The cedar trees in Country Woods are one of 30 species, belonging to the pine, cypress and other coniferous cone bearing evergreen families. Thuja Plicata is our native Western Red Cedar and is a member of this group. They are “monoecious”, which means that they produce male and female cones on the same tree every other year or so. Western Red Cedars are a pioneer species and were the first trees to colonize cleared land. This cedar grows up to 60 meters tall in moist soils in mixed coniferous forests such as Joe Brown Park and Watershed Park. It has red/brown bark with thin long vertical strips that is easily peeled. Its leaves develop in sprays of about 15 cm long with small aromatic leaves. The twigs, leaves, bark and roots were all used medicinally by native peoples. Other names for Thuja Plicata are: “canoe wood and shingle wood”.
The Lebanon cedar (Cedrus Libani), is the national emblem of the Lebanese republic and appears on their flag, symbolizing immortality and tolerance. This tree is also on the logo of the Middle Eastern Airlines. A relative, Thuja orientalis or Arbor Vitae, which means “tree of life”, grows in the Eastern part of Canada and United States. Some fine specimens can be found in Redwood Park as well as many other beautiful non-native trees that were planted in this park in the early 1900’s.

The Deodor Cedar (Cedrus Deodora) known for its weeping habit, often seen in our neighborhood gardens, is not a true cedar.
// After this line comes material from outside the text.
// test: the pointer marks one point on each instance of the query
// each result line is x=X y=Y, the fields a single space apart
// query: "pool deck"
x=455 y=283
Forests of these cedars in Pradesh, India were considered sacred places where Hindu sages lived and meditated. This tree is the National tree of Pakistan.

Poles out of Western Red Cedar were used as markers in hunting territories by natives. Oil derived from these trees is still used today as natural repellents for insect and for closet linings. Guitar boards are made of this wood as well. European settlers have used this wood from broom handles to cedar rail fences that still line many a farm property today. Cedar wood was used in ancient times in the ship building industry.
Cedars provide shelter for many mammals and birds all year long. Squirrels as well as pine siskins, juncos and redpolls enjoy the seeds this tree provides. Snowshoe hares and deer nibble on the twigs and leaves to sustain themselves through the winter.

Aboriginal tribes have used these trees as medicinal herbs for many purposes, from treating infections, with ointments made from the natural oils of the tree to teas rich in vitamin C made from the young tips of the leaves. Clothing was made from the tree bark and huge totem poles and canoes were carved from this lightweight wood and bark. The chemical substance in the mature trees, called Thujaplicin prevents the wood from rotting. It acts as a natural fungicide and has anti-bacterial properties. This effect in the tree can last up to 100 years after the tree is felled!

Many people are allergic to plicata acid in the tree’s wood, this is a serious hazard in the wood industry, it can also cause cedar induced asthma!

This beautiful, native and hardy tree on its own, or maintained as a hedge can be a jewel in your yard! Great looking built as a fence on our property lines and durable as shingles on our roofs!
The Western Red Cedar is BC”s official tree!